Asked by the judge, Karp also said that while publishers appreciate all the books they acquire, books acquired for excessive advances — money guaranteed to the author regardless of how the book sells — require special consideration.

“If you really love the book, you have to jump through hoops,” he said.

At times, a glossary may have been needed to follow some common industry terms:

— Winning. This is when a book sells enough to recoup the advance paid and the author can start collecting royalties, although some books can make a profit for the publisher even when they don’t. (Most new books, executives acknowledged, don’t win.)

—Back list. This refers to older books, an invaluable resource for publishers, who rely on them as steady sources of revenue.

-BEAUTY CONTEST. This happens when two or more publishers offer similar advances and non-financial terms such as marketing skills or the attractiveness of working with a particular editor determine who wins.

—10% overlap. This refers to when an agent asks the publisher to not just match the highest competitive offer, but to add 10% more.

— All Access Books: As Dohle defines, these are books so cheap, like those offered by through its Kindle Unlimited e-book subscription service, that they hurt the industry as a whole by driving down prices and, inevitably, authors moving on.

Witnesses from Dohle to Hachette Book Group CEO Michael Pietsch spoke at length about their love for the business and what they said was the higher mission of bringing ideas and stories to the public. But publishing is a for-profit business, and even the most idealistic writers and executives are alert to the bottom line.

Through internal emails, depositions, and live and videotaped testimony, the trial revealed internal rules and strategies about book acquisition and the frustrations when a desired book goes elsewhere.
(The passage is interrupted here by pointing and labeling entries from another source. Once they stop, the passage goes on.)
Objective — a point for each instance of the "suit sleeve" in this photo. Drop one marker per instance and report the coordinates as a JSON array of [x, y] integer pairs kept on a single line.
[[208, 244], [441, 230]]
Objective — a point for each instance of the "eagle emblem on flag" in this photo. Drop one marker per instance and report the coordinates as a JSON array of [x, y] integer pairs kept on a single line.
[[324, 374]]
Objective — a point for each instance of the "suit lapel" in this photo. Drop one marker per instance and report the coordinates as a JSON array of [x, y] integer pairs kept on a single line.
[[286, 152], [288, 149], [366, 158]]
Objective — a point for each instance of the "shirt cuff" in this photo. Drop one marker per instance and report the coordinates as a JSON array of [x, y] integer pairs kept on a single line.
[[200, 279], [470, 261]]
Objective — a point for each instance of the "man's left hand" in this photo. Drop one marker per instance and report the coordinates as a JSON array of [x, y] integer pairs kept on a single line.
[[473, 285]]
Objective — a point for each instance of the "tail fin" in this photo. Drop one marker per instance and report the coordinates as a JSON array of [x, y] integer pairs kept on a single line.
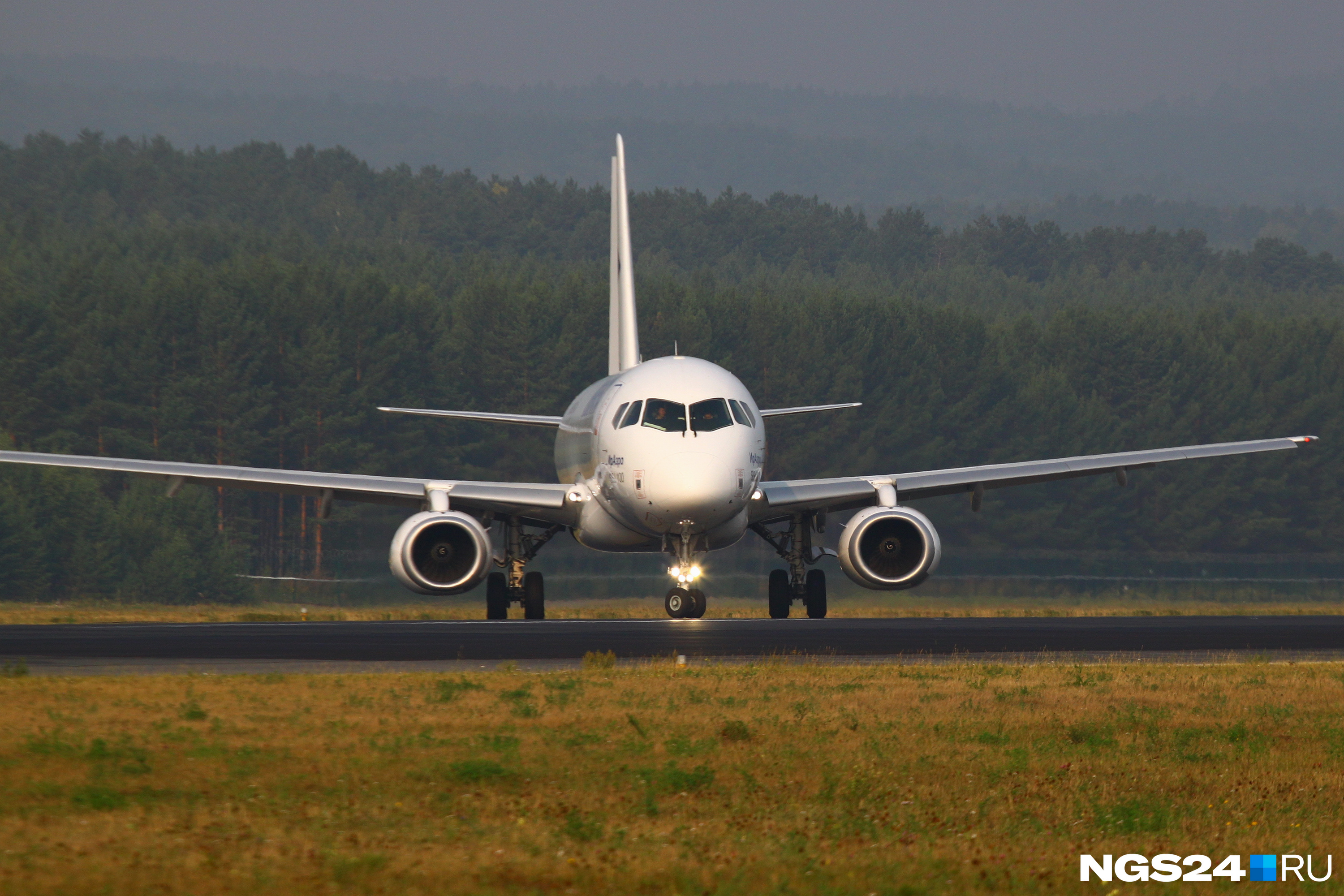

At Simon & Schuster, editors must submit “justification” reports to senior management to get approval for deals worth $200,000 to $250,000 or more. At the William Morrow Group, a division of HarperCollins, the number is $350,000. Tart also requires approval for deals of $250,000 or more, while Dohle testified that he must sign deals of $2 million or more.

Publishers love to share stories of beloved acquisitions. Pietsch’s series from David Foster Wallace to Keith Richards. The Karps include the late Sen. Edward Kennedy, D-Mass. and Bruce Springsteen.

But the trial highlighted frustrations and missed opportunities — a source of “gallows humor,” as Tart called it. It not only passed Kondo’s book but also Delia Owens’ blockbuster Where the Crawdads Sing. At Hachette, they maintain a list of “The Ones That Got Away,” deals for which the publisher bid $500,000 or more, but lost.

Karp testified that Simon & Schuster had outbid Hachette for a new book by Ben Carson, the famed neurosurgeon who was former President Donald Trump’s housing secretary. At one point, the Justice Department cited internal emails to show that Simon & Schuster had lost three bidding contests to Penguin Random House in a single week.

Karp also talked about a book he acquired, an expected work by a spiritual leader with a large following.

“Unfortunately, his followers didn’t follow him to the bookstore,” Karp said.


AP Business writer Marcy Gordon in Washington contributed to this report.